C’est avec enthousiasme et conviction que l’ingénieur André Callaert nous reçoit et pose pour nous un regard critique sur la construction passée et à venir dans le secteur des soins en partant de sa riche expérience. Nous lui avons soumis quatre sujets majeurs: les changements dans les techniques de construction, l’importance croissante de la construction à basse consommation, l’importance et l’évolution des techniques de ventilation dans les bâtiments et les défis que devront relever ses successeurs et les maîtres d’ouvrage de demain.

 

 

Technique de construction: on n’isole jamais trop (mais parfois mal)
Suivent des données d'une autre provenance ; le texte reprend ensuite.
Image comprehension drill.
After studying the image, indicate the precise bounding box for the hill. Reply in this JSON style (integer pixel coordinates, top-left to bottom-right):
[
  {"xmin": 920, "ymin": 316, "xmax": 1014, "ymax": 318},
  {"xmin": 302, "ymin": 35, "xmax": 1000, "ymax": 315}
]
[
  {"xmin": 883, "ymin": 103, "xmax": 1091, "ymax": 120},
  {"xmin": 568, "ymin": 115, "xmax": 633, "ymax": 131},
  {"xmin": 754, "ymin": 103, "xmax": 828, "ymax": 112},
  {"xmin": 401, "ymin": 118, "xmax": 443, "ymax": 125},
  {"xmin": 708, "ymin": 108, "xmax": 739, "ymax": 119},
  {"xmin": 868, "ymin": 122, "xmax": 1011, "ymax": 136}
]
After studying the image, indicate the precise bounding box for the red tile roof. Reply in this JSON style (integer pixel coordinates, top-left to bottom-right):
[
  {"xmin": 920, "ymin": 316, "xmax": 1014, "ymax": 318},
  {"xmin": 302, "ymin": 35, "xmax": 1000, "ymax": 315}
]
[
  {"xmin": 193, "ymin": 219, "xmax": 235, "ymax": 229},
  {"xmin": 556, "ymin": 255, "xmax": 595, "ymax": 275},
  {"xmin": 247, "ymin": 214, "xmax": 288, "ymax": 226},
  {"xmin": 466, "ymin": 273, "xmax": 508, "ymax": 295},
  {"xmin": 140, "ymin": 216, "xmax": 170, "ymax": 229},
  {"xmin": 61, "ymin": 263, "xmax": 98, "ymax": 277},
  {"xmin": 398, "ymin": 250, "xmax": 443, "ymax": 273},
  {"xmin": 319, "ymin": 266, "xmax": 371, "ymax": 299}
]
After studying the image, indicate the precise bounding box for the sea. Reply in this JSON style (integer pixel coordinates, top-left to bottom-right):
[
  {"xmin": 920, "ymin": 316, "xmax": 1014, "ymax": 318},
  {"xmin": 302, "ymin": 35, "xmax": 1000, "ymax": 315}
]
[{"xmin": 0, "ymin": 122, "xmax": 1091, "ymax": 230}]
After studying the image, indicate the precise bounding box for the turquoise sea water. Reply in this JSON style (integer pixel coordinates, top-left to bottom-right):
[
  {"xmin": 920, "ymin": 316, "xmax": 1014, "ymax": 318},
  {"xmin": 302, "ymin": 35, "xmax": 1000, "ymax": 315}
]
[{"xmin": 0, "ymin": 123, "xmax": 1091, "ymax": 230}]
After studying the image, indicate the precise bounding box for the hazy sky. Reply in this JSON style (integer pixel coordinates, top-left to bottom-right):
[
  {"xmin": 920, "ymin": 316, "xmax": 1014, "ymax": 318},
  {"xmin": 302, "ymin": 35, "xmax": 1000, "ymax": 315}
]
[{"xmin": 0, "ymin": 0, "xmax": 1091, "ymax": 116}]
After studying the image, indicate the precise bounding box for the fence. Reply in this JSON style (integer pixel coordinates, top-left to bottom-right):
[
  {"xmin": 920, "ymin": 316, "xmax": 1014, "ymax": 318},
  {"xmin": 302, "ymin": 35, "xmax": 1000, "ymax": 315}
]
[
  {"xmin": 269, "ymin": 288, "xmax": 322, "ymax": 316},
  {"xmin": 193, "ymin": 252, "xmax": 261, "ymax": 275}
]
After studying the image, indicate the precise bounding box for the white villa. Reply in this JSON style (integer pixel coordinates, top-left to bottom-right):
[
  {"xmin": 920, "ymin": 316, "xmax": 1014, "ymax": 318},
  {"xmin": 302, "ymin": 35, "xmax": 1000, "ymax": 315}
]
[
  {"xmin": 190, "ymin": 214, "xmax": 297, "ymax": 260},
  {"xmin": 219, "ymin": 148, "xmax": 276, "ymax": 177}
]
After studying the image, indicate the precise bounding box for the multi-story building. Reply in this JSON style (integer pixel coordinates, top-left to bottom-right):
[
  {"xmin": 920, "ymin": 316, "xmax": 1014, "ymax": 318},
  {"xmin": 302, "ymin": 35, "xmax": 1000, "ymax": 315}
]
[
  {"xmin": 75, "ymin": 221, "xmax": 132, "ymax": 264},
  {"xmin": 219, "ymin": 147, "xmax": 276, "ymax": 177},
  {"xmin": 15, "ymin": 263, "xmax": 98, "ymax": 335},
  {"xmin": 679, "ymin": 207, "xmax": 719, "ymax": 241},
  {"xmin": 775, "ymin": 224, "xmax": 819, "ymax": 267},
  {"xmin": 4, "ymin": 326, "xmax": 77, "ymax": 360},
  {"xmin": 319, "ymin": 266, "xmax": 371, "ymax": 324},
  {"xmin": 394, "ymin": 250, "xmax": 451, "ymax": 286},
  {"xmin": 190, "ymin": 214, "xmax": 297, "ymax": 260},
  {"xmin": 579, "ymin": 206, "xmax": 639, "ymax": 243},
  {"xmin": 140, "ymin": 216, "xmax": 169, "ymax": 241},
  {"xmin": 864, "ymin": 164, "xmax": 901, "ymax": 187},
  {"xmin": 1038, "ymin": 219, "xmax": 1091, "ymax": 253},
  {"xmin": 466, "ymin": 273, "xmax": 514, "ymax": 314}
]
Tout le monde est aujourd’hui convaincu de l’importance d’une isolation suffisante. Pourtant, certains affirment encore que ‘Trop isoler n’est ni bon ni sain’. « En réalité, il n’y a pas moyen de trop isoler », réfute André Callaert. Il se peut que l’aération soit négligée ou que l’isolation soit mal placée, créant des ponts thermiques, avec toutes les conséquences négatives que cela peut entraîner. Mais c’est une autre histoire. Economiser sur l’isolation est de toute façon un mauvais reflexe selon moi. Les architectes ne pourraient jamais lésiner sur l’isolation, dans le but par exemple d’obtenir plus d’espace financier en termes de design: l’aspect fonctionnel doit primer. Je recommande 10 à 12 centimètres de plaques d’isolation dans les murs. On peut encore y ajouter quelques centimètres, mais la différence entre 12 et 15 centimètres n’est pas significative… »

 

La tendance grandissante des ossatures en bois suscite également quelques doutes chez André Callaert. « On est euphorique quant aux avantages, comme le séchage rapide, mais ne perdons pas de vue les inconvénients. Car il y en a», tempère l’ingénieur. Surtout au niveau de la capacité calorifique, de l’humidité, de l’acoustique, du prix, etc. « La construction en bois est solidement ancrée dans les traditions dans les pays nordiques, comme la Finlande, la Suède, la Norvège, mais chez nous, le climat est nettement plus humide. Prenons une grange à laquelle on ne touche pas pendant 100 ans. En Belgique, il n’en restera qu’un tas branlant pourri. En Norvège, elle aura certes rétréci ou sera penchée, mais elle sera toujours entièrement debout. C’est un aspect qu’il ne faut pas négliger. Chez nous, il pleut parfois plusieurs semaines d’affilée, si bien que, dans une certaine mesure, le bois reste humide en permanence et n’a pas le temps de sécher complètement. Il pourrira par conséquent plus facilement que dans un climat plus sec. Il me paraît dès lors très important de recouvrir l’ossature en bois d’une enveloppe extérieure imperméable. J’observe heureusement que cela se pratique de plus en plus. Grâce à cette enveloppe imperméable, qui peut être une plaque métallique, l’eau de pluie peut être évacuée sans que le bois ne devienne humide.»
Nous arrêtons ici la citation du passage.